Magali Vaissiere, ESA Director of Telecommunications and Integrated Applications, added:
“Only by stimulating innovation can Europe place itself at the forefront of technology; and nowhere is this more critical than in the field of secure communications. It is our shared ambition to demonstrate that space-based solutions can provide a vital part of the European quantum communication infrastructure. ESA is therefore making available its expertise in satellite and optical communications, in order to meet the technological challenges of delivering Quantum Key Distribution services, which are not achievable by terrestrial solutions alone.”
According to the agreement, the terrestrial component of the QCI, under DG Connect’s responsibility, would be composed of a series of quantum communication networks linking critical infrastructures and sensitive communication and data sites in Europe. The space-based component, known as SAGA (Security And cryptoGrAphic mission), would be under ESA’s responsibility and would consist of a satellite quantum communication system with pan-European reach, supporting institutional use.

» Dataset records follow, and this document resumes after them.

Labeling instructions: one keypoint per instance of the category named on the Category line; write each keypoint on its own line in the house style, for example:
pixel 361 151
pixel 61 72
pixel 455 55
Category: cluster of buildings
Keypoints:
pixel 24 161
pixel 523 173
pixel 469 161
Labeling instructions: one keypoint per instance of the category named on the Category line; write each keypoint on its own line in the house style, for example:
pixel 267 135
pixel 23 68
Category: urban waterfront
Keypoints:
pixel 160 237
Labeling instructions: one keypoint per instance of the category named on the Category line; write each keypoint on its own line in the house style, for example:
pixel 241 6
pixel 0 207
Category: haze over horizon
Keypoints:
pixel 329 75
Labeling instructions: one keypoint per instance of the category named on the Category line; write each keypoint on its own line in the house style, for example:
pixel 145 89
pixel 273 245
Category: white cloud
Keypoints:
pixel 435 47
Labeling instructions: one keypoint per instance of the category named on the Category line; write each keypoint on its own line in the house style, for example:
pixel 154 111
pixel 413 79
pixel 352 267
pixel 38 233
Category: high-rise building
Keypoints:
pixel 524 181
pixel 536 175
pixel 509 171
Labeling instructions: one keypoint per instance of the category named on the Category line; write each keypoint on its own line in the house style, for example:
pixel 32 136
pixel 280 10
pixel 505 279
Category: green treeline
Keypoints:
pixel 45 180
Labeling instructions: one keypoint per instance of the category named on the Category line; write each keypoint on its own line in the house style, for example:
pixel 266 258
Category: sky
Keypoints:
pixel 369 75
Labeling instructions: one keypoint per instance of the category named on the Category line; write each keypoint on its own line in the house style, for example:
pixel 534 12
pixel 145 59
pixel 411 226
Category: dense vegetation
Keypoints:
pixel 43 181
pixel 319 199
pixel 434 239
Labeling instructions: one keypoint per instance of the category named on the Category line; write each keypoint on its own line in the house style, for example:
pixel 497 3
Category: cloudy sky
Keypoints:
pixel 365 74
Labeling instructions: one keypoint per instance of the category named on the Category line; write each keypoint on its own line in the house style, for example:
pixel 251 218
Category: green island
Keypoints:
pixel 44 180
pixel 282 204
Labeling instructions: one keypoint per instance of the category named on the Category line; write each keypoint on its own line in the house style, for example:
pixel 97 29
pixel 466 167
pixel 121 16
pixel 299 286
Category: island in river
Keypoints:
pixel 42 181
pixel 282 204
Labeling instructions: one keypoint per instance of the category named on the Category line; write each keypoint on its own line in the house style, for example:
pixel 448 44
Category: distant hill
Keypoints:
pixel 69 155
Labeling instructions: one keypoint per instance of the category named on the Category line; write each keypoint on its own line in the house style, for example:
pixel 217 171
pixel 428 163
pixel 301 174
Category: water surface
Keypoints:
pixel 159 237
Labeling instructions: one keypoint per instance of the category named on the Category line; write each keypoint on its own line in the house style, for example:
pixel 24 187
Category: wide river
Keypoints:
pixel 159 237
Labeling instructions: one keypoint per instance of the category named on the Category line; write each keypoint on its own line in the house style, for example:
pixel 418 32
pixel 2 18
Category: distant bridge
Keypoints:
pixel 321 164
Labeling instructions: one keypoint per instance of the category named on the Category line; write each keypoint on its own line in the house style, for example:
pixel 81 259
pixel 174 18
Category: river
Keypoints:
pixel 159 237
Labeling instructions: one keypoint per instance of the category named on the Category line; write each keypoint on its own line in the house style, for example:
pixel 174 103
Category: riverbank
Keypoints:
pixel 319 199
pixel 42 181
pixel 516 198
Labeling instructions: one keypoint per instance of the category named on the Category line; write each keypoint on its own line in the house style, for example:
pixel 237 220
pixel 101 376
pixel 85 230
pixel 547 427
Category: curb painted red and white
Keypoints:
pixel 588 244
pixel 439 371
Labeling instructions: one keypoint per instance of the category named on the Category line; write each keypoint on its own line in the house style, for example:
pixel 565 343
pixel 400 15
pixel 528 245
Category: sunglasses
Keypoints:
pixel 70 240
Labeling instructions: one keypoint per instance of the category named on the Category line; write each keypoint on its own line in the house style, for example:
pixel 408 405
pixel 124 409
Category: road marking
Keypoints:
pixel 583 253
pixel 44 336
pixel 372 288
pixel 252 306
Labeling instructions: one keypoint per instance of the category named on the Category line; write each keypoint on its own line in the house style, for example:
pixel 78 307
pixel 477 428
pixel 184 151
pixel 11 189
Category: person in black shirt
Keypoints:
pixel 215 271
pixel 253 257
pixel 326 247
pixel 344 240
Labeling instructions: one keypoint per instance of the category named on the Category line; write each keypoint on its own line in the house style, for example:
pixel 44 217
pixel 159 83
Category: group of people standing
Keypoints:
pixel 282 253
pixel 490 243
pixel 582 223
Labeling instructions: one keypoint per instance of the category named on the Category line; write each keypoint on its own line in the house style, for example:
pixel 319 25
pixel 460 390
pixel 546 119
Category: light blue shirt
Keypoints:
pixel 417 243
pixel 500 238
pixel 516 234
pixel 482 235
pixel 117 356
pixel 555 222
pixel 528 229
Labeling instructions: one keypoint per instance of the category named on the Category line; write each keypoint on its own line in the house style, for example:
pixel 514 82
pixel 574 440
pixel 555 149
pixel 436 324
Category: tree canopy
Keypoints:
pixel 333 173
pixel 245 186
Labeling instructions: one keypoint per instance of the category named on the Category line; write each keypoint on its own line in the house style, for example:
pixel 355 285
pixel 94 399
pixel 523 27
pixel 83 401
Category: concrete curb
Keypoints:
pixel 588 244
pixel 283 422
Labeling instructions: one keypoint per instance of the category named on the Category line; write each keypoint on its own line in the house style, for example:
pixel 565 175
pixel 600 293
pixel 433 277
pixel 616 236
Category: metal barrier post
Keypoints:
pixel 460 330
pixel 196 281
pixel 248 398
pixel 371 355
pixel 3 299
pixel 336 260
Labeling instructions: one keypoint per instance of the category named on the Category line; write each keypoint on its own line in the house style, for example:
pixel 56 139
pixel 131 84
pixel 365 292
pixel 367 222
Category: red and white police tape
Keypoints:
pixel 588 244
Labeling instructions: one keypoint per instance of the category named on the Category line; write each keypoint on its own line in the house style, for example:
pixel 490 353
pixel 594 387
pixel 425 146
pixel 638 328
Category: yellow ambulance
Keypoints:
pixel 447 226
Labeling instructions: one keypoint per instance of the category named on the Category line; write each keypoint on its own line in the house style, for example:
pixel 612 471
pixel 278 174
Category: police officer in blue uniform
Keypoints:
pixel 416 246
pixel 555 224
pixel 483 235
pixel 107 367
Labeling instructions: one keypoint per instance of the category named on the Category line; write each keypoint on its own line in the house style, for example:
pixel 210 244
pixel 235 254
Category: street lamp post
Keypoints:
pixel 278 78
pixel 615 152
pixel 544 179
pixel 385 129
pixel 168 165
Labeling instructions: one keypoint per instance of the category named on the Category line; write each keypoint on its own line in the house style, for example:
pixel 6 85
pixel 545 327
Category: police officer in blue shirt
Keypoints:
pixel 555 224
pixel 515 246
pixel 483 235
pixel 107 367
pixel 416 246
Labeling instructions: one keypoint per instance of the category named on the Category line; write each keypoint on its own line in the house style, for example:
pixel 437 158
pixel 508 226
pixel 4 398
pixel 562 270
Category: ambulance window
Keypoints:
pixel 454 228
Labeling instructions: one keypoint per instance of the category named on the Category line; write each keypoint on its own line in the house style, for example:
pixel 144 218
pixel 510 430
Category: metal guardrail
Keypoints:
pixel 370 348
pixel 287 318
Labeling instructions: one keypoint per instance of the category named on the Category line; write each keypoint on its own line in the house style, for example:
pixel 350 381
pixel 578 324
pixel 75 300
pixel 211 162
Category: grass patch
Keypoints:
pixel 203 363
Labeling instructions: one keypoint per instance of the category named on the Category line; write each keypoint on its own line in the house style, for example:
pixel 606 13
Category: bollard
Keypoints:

The QCI would stimulate solutions where EU industrial players can become leaders in the field of quantum communications, by fostering the development of new, innovative technologies and systems. It would also permit consolidation and expansion of Europe’s scientific leadership and excellence in quantum research; and increase European autonomy in this strategic field.
Quantum communications in the EU
In the period 2021-2027, quantum technologies will be supported by the EC’s proposed Horizon Europe programme for research and space applications, as well as by its proposed Digital Europe programme, which will develop and reinforce Europe's strategic digital capacities.